The way our immune system fights off viruses really is incredible. When a foreign invader attacks, various types of white blood cells jump right into action to destroy the invaders. The average white cell lives only a few hours but a select few will live for 60-70 years, checking in at their assigned lymph gland every few minutes. The lymph gland is where the body stores these white blood cells, where they wait, ready for action.
These master white blood cells safeguard the chemical defence plans that remind the body how to quickly respond to previous threats.
When a new invader attacks, a circulating lymphocyte cell will touch it, remember its shape, and rush to the nearest lymph gland where this information is conveyed to thousands of other lymphocytes that then produce billions of antibodies.
These antibodies (only 1000th the size of bacteria) cling to the invader like moss to a tree and soften them up ready for the attack of the white cell.
Vaccinations and Immunisation work on this principle. With some diseases we can inject a weakened or even a dead strain of a virus and the body will produce antibodies that will lie in wait, ready to fight off a genuine attack of that disease.
Remarkably, in remote or poor areas where no vaccine is available, in some cases they are able to use something called convalescent serum. This is where you take the serum of a patient that has recently recovered from a disease and use it to passively immunise the current sufferer.
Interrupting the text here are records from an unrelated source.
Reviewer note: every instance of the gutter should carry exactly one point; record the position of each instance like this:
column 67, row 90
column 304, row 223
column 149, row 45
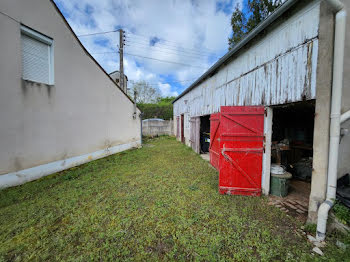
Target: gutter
column 258, row 29
column 336, row 117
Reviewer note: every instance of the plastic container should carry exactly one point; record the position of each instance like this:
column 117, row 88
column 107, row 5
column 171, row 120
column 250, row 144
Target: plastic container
column 279, row 184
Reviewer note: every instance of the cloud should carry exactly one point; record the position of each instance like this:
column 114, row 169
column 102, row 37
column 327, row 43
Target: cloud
column 165, row 90
column 188, row 36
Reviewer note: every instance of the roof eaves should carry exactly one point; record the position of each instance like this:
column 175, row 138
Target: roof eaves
column 260, row 27
column 93, row 59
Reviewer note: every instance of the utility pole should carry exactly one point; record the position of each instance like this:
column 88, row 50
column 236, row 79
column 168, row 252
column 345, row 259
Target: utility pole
column 121, row 62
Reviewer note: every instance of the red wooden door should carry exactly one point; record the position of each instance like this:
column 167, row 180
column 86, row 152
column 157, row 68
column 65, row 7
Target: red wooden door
column 241, row 145
column 214, row 148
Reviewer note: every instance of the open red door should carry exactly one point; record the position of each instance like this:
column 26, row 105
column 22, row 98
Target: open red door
column 241, row 145
column 214, row 148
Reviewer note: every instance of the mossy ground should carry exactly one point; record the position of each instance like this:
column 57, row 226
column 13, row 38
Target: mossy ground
column 160, row 202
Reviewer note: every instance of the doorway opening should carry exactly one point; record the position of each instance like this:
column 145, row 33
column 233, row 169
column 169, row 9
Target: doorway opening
column 292, row 150
column 204, row 137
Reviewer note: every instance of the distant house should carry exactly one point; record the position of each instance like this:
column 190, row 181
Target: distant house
column 116, row 77
column 58, row 107
column 279, row 89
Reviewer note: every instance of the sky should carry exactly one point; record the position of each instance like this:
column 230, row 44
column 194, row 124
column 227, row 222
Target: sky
column 188, row 36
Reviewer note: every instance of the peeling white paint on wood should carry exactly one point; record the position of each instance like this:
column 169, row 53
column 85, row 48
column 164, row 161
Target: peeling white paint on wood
column 280, row 68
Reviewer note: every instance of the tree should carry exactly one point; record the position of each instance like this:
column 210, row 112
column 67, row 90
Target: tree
column 145, row 93
column 244, row 22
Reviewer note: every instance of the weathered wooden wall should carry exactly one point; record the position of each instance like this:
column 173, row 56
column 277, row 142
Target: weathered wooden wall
column 278, row 68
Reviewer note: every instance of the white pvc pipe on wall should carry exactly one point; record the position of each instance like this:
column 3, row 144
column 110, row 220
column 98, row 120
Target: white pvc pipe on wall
column 337, row 85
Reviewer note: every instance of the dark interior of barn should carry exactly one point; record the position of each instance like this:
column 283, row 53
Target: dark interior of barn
column 204, row 134
column 292, row 146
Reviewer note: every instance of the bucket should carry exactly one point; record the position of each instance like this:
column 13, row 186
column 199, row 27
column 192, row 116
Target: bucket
column 279, row 184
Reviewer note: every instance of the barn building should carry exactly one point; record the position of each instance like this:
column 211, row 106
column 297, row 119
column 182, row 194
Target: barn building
column 273, row 91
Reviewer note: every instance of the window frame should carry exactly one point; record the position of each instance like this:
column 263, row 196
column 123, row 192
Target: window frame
column 46, row 40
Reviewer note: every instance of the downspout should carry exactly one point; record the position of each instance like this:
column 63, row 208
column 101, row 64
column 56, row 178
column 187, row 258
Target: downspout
column 337, row 85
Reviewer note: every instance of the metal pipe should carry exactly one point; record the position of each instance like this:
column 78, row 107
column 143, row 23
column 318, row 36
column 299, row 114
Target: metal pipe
column 337, row 85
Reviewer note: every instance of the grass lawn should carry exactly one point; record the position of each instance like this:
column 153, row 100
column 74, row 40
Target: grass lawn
column 160, row 202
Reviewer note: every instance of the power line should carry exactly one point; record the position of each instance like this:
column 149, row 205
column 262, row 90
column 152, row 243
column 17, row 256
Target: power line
column 147, row 41
column 171, row 49
column 160, row 42
column 99, row 33
column 166, row 61
column 151, row 58
column 147, row 37
column 167, row 52
column 167, row 82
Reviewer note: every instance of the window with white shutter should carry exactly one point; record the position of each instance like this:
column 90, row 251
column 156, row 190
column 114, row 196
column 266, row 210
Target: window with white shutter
column 37, row 57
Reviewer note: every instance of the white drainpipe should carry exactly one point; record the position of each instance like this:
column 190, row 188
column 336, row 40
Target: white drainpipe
column 337, row 85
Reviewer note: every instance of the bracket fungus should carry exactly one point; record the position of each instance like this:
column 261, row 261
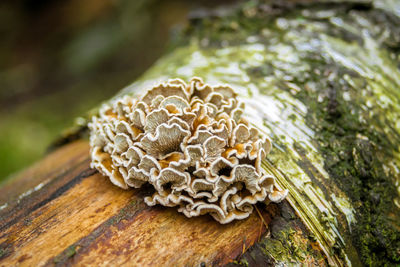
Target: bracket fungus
column 190, row 142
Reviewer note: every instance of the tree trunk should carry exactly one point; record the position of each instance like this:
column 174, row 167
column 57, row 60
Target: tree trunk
column 322, row 80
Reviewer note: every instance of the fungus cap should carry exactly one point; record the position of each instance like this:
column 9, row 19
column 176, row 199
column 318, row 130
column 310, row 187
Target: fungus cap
column 190, row 142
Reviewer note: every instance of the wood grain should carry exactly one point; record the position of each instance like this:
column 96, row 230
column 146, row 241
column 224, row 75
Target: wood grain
column 78, row 217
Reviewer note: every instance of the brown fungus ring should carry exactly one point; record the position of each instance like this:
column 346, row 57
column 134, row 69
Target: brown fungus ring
column 190, row 142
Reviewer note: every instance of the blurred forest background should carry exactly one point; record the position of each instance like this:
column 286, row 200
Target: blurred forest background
column 59, row 59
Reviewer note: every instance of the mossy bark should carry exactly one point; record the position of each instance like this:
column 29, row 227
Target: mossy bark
column 323, row 81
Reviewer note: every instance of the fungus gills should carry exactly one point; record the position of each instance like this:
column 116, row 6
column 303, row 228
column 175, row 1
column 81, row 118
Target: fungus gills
column 191, row 144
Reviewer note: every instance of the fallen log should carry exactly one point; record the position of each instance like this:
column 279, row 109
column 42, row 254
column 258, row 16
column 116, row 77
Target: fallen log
column 321, row 79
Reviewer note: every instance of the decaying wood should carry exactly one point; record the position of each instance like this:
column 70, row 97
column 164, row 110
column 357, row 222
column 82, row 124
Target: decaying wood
column 78, row 217
column 321, row 79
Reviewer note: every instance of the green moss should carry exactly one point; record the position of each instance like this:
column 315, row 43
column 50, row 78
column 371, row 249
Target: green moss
column 354, row 157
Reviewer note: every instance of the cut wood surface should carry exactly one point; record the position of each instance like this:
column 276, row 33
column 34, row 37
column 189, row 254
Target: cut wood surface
column 77, row 216
column 322, row 80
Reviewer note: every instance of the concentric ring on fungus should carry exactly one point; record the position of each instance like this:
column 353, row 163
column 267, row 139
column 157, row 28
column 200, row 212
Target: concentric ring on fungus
column 190, row 142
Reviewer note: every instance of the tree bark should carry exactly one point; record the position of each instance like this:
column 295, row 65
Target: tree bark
column 322, row 80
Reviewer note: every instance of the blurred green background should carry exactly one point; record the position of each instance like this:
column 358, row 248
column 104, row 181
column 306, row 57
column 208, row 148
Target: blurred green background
column 59, row 59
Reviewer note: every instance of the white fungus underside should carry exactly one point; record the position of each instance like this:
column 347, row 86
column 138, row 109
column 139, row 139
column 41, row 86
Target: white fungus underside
column 190, row 142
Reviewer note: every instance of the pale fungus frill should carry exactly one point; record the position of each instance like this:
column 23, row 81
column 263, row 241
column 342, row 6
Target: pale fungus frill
column 190, row 142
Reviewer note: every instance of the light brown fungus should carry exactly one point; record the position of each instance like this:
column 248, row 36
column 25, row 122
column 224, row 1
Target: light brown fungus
column 190, row 142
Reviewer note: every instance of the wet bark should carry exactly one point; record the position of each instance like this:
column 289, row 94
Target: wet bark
column 322, row 79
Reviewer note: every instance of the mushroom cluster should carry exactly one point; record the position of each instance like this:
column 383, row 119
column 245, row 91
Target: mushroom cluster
column 190, row 142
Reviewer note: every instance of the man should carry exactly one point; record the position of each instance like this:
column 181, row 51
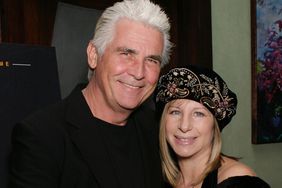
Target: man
column 101, row 135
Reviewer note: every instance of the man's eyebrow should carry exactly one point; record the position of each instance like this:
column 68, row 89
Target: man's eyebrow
column 156, row 57
column 128, row 50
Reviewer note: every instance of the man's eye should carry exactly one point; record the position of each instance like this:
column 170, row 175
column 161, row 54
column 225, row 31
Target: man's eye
column 153, row 61
column 124, row 53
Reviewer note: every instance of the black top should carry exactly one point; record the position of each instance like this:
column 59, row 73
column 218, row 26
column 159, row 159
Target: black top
column 125, row 152
column 64, row 146
column 234, row 182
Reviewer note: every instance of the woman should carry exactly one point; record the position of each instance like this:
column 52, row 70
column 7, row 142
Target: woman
column 194, row 105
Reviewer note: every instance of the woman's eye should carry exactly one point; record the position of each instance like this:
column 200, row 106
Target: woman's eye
column 174, row 112
column 199, row 114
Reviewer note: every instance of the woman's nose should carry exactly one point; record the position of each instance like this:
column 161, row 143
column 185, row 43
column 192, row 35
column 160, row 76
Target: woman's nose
column 185, row 125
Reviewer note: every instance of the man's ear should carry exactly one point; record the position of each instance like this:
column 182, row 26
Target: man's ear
column 92, row 55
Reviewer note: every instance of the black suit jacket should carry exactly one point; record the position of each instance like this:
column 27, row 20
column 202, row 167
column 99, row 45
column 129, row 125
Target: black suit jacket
column 58, row 147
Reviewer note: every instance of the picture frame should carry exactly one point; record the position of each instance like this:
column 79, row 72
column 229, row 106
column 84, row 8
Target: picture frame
column 266, row 49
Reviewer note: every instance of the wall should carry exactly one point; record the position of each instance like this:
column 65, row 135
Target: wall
column 232, row 59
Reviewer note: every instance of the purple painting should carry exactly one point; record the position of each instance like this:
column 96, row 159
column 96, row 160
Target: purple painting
column 267, row 71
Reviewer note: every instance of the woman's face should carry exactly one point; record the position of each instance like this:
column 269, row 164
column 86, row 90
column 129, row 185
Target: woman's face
column 189, row 128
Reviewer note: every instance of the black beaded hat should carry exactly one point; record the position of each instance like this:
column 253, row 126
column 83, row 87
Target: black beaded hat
column 201, row 85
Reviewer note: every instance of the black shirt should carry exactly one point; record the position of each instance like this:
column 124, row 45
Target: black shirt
column 124, row 150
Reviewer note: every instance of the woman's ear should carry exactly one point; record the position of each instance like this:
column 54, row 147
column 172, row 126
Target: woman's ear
column 92, row 55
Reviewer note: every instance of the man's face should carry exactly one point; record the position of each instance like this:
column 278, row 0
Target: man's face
column 127, row 73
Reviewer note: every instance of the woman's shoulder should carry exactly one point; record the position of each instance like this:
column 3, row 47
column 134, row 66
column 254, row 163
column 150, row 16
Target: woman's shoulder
column 233, row 173
column 230, row 167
Because the first patient has already overcome the disease, the serum contains the antibodies with the attack plans for the current sufferer to fight it and win. I recently read of a missionary (a hand surgeon working with leprosy patients) who experienced the need for this practice during his life in India. His daughter contracted measles and she had not been vaccinated. They lived way up in the mountains away from any hospitals, and when it looked like she would not survive, they were able to use the serum of someone who had already contracted measles, overcome it, and had the appropriate defence plans against it. The daughter responded well to the treatment and survived.
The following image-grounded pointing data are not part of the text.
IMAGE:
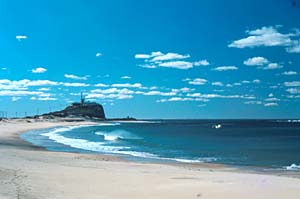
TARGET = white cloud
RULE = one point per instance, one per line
(75, 84)
(197, 81)
(225, 68)
(295, 48)
(177, 64)
(44, 89)
(217, 84)
(14, 99)
(18, 93)
(168, 60)
(70, 76)
(272, 66)
(111, 93)
(39, 70)
(151, 66)
(125, 77)
(289, 73)
(43, 98)
(253, 102)
(101, 85)
(200, 95)
(142, 56)
(201, 63)
(269, 36)
(128, 85)
(160, 93)
(270, 104)
(293, 90)
(292, 84)
(169, 56)
(21, 37)
(266, 36)
(256, 61)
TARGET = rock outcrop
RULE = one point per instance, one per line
(83, 109)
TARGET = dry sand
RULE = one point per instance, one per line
(31, 172)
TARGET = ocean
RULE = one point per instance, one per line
(273, 144)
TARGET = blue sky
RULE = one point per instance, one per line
(152, 59)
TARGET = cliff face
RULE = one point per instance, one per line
(82, 110)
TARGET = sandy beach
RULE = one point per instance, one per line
(32, 172)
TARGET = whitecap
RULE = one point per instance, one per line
(293, 167)
(117, 134)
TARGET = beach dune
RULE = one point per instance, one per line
(32, 172)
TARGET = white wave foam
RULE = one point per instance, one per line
(102, 148)
(92, 146)
(293, 167)
(138, 121)
(199, 160)
(117, 134)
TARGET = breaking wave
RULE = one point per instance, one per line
(293, 167)
(117, 135)
(103, 148)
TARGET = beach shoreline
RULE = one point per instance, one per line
(25, 169)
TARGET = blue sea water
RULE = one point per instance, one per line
(259, 143)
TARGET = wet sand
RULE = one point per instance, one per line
(27, 171)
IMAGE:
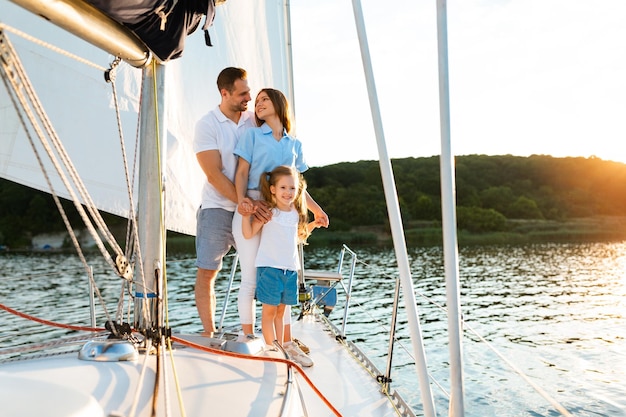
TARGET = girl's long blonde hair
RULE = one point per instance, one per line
(271, 178)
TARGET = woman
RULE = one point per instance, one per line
(260, 150)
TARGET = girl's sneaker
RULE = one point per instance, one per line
(297, 355)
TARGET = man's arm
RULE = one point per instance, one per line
(211, 164)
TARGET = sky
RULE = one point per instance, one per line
(526, 77)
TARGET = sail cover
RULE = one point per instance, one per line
(163, 25)
(245, 33)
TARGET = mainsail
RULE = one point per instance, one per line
(80, 105)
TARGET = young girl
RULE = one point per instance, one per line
(277, 259)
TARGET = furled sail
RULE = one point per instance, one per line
(245, 33)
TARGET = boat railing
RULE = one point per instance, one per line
(326, 282)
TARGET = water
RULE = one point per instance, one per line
(555, 311)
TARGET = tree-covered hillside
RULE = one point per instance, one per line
(490, 190)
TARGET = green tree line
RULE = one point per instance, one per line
(490, 190)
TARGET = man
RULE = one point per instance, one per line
(216, 136)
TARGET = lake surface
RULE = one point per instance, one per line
(557, 312)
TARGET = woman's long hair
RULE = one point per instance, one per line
(271, 178)
(281, 107)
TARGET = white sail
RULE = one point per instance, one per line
(246, 33)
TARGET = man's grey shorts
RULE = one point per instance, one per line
(214, 237)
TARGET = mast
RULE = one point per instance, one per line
(393, 208)
(448, 207)
(289, 58)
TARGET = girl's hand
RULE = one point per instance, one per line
(246, 207)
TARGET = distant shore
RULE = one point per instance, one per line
(417, 234)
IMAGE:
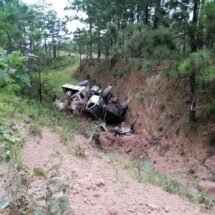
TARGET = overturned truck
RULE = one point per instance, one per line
(101, 104)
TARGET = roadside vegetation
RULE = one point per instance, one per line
(36, 59)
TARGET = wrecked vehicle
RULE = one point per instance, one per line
(100, 104)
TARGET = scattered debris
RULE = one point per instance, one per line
(101, 104)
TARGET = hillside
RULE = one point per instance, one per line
(158, 110)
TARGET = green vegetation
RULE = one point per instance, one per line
(180, 32)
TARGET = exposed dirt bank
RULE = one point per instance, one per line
(158, 110)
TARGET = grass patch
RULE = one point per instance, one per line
(53, 78)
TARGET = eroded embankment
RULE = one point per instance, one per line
(158, 110)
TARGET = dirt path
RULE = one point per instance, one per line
(99, 187)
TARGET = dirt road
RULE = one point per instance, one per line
(101, 188)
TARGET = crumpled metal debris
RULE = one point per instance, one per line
(99, 103)
(122, 129)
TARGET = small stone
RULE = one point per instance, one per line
(152, 207)
(96, 195)
(112, 211)
(166, 209)
(100, 183)
(209, 186)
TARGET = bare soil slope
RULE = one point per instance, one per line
(158, 110)
(99, 187)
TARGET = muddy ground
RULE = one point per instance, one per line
(99, 187)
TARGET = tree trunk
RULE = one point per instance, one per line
(194, 46)
(157, 14)
(45, 45)
(10, 47)
(80, 58)
(91, 43)
(192, 115)
(146, 14)
(40, 87)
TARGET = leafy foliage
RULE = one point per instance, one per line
(10, 144)
(13, 70)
Numerous times the Bible describes Jesus as an overcomer. In John 16:33 Jesus said, “I have told you these things, so that in me you may have peace. In this world you will have trouble. But take heart! I have overcome the world.”
Jesus is also described as someone who has overcome sin and temptation, and even death itself.
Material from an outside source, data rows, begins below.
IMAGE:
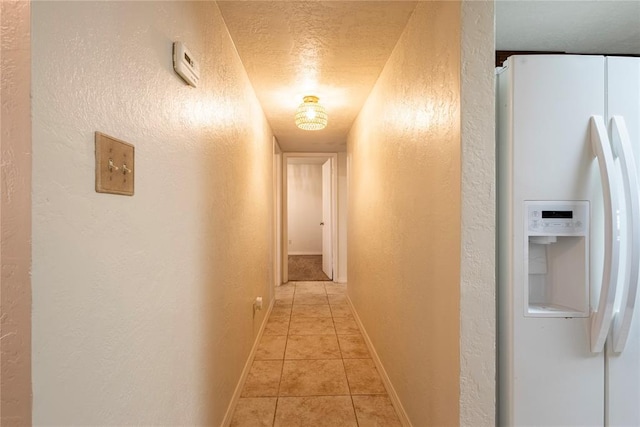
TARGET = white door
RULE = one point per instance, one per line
(623, 367)
(327, 226)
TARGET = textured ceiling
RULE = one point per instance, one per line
(607, 27)
(337, 49)
(334, 50)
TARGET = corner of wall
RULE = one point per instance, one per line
(15, 219)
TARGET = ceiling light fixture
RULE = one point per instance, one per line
(311, 115)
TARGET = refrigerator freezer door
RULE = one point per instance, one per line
(547, 373)
(623, 368)
(631, 263)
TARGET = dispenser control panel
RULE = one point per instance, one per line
(567, 218)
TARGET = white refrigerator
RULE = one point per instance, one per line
(568, 142)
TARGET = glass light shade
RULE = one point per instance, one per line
(311, 115)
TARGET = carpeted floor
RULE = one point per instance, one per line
(306, 268)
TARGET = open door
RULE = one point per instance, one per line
(327, 225)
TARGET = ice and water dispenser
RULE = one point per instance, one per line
(556, 259)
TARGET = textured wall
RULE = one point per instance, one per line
(477, 281)
(142, 306)
(15, 214)
(304, 209)
(343, 189)
(404, 215)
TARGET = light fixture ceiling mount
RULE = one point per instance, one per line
(310, 114)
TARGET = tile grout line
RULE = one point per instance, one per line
(275, 411)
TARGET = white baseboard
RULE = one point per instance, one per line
(228, 416)
(393, 396)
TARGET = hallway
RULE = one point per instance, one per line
(312, 366)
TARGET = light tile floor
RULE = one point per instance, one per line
(312, 366)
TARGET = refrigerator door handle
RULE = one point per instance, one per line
(623, 150)
(602, 317)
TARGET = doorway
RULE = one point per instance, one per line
(309, 217)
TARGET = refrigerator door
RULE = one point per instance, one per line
(623, 368)
(547, 372)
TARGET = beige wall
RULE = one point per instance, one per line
(404, 215)
(477, 281)
(142, 306)
(15, 214)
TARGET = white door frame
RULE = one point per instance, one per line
(277, 213)
(334, 210)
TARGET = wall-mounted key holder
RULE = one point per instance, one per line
(114, 165)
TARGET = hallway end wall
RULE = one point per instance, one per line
(404, 215)
(304, 205)
(143, 305)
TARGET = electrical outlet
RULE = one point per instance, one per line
(114, 165)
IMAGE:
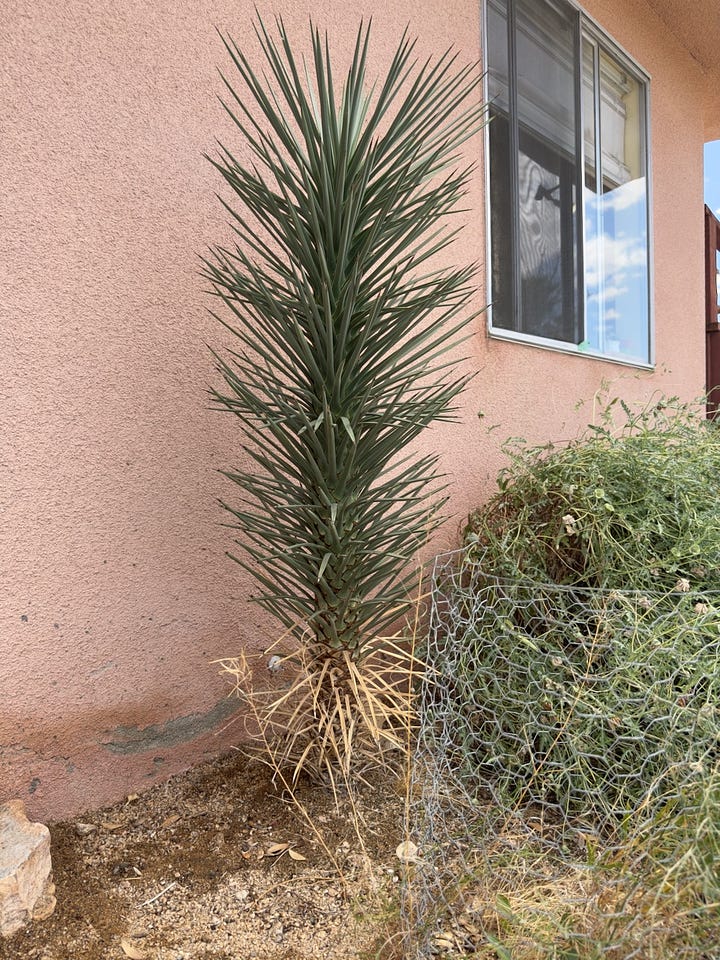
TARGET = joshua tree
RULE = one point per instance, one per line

When Christians partake in the communion wine symbolizing Jesus’ shed blood for us, we are reminding ourselves symbolically of the benefits that his life as an overcomer brings us. Because he has lived, and been through all we go through; been tempted, been in pain, been persecuted, been homeless, been poor, been lonely, been hungry, been bereaved, etc he is able to help us to get through all these things. Ultimately because he has defeated even death and risen again, we share in that same hope, even in the face of our own mortality.
I have told you these things, so that in me you may have peace. In this world you will have trouble.But take heart! I have overcome the world. (John 16:33)
A couple of notes:
-If you found this article interesting, a lot of the info was taken and edited from the book ‘In His Image’ by Dr Paul Brand and Philip Yancey which I highly recommend.
-While the convalescent serum method is being looked into hopefully by scientists for use in vaccinations with the coronavirus, it certainly isn’t safe for anyone to try and implement themselves.